Egan Bernal also won’t be racing due to a nagging knee problem, but the newly aggressive Ineos Grenadiers will bring Tom Pidcock, two-time winner Kwiatkowski, and Magnus Sheffield. Pello Bilbao will lead Bahrain Victorious, with Tim Wellens leading for UAE Team Emirates.
Alpecin-Deceuninck’s Mathieu van der Poel is the only “big” starting this year, though former winners Julian Alaphilippe (Soudal Quick-Step), Tiesj Benoot (Jumbo-Visma) might argue with that.
In both races, it will be interesting to see if long-distance attacks that have worked well in the past from such riders as Pogačar and Van Vleuten will carry the day, or if there will be a more select group of riders arriving at the final wall into Siena with chances for the win.
Weather forecast: Cool, breezy
Fair spring weather typically holds for Strade Bianche, with only one recent edition of the race ending up with muddy tracks in 2018.
Last year, strong winds proved decisive and helped provoke the high-speed crash that sent Alaphilippe catapulting over his handlebars.
On Saturday, forecasters are calling for sunshine and mixed with clouds.
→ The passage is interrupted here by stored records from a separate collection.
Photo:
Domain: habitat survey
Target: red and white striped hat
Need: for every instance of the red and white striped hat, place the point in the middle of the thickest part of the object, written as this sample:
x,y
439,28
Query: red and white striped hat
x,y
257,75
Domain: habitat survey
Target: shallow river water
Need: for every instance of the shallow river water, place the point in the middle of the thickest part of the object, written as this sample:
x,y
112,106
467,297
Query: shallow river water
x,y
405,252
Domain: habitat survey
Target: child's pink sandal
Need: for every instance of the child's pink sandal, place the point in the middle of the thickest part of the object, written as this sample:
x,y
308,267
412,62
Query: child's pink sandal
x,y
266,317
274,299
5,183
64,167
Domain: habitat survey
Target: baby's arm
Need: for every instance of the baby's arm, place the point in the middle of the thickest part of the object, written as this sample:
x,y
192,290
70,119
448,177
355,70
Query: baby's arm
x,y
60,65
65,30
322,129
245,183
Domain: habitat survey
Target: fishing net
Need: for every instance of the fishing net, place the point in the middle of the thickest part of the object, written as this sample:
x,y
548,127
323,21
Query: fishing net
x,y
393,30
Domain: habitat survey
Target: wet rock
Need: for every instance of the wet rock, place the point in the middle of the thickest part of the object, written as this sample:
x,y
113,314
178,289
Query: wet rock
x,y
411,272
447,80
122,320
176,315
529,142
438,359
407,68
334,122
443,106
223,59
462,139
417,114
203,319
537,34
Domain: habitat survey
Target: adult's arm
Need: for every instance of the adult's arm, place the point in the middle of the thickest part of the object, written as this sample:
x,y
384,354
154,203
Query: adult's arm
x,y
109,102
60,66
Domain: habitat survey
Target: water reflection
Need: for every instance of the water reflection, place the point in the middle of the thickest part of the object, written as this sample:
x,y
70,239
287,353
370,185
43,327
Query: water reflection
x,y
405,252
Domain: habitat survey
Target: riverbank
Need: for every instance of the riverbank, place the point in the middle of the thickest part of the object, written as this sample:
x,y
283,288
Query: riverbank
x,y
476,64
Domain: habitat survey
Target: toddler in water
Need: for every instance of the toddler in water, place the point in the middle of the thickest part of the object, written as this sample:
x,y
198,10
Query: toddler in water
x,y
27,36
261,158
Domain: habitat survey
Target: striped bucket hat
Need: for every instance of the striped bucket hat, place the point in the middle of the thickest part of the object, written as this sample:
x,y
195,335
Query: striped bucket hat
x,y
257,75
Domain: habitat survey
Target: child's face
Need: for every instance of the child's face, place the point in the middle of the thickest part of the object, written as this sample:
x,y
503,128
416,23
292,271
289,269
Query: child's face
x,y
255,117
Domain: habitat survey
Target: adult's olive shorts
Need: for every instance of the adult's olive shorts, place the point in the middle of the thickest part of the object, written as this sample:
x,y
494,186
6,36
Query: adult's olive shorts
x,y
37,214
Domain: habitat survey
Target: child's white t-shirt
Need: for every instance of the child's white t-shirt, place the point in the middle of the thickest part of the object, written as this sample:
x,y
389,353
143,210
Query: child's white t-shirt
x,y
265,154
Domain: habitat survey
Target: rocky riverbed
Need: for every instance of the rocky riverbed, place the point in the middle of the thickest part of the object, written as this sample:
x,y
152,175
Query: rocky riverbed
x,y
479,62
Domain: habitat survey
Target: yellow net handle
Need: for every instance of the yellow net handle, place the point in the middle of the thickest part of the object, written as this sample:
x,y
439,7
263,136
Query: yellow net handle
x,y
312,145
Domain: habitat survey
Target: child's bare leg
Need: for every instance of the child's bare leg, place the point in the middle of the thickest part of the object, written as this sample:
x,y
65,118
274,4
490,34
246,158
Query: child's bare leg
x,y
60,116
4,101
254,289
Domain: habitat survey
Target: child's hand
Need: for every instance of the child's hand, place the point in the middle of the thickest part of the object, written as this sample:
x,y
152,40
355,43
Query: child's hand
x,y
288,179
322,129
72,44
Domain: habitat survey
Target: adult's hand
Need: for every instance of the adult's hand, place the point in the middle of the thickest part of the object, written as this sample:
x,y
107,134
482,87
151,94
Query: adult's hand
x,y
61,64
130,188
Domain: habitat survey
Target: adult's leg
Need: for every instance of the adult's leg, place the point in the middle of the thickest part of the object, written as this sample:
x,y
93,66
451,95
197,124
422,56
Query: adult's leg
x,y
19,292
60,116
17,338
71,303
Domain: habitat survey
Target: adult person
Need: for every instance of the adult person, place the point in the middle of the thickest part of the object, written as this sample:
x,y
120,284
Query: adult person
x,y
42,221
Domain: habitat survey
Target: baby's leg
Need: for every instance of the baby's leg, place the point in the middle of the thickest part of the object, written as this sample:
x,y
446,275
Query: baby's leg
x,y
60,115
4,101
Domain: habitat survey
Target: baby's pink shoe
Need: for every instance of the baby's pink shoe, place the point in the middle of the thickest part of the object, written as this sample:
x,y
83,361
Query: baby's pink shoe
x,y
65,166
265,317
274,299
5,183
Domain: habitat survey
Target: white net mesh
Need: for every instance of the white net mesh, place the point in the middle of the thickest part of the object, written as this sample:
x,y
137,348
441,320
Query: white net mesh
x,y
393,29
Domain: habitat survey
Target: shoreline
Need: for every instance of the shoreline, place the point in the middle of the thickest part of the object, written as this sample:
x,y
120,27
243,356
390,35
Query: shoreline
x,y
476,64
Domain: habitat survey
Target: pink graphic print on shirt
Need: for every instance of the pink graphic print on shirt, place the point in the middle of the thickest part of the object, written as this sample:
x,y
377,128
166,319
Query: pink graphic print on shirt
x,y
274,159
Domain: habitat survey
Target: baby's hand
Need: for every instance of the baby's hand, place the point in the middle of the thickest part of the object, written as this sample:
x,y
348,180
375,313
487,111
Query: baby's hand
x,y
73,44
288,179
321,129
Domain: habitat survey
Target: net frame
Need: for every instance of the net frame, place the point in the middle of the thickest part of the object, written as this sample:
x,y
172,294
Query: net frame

Riders will see cold temperatures in the morning of around 2C before warming up to around 14C in the afternoon.
Forecasted showers Friday could tamp down some of the dust and make for a gripper race, and there’s only a 15 percent chance of showers Saturday.
Winds will be from the north and northeast, meaning tailwinds going out, and mostly head and crosswinds as the course loops back toward Siena.
It’s not expected to be a repeat of last year’s race-impacting gusts, but winds will pick up as the afternoon unfolds, ranging from 10km/h to 15km/h.
How to watch
There will be plenty of viewing options for the Italian classic.
Be sure to check with local listings. Declan Quigley and Matthews Stephens will be calling the international feed, while different broadcasters will have different teams as well.
GCN+ will be broadcasting live portions of the women’s and men’s races for its U.S. and European subscribers, starting at 11:30 a.m. (CET) and continuing through the end of the men’s race. Eurosport will also be broadcasting both races across its networks in Europe.
SBS is picking up the race in Australia, while RAI is broadcasting the race live in Italy.
Sign-on for the women’s race is from 8:05 a.m. to 9:20 a.m., with the race start at 9:25 a.m. (all times CET). The estimated finish in Siena is at 1:30 p.m. local time.
Sign-on for the men’s race is from 10:20 a.m. to 11:35 a.m., with the race start at 11:40 a.m. The estimated finish in Siena is around 4:30 p.m. local time.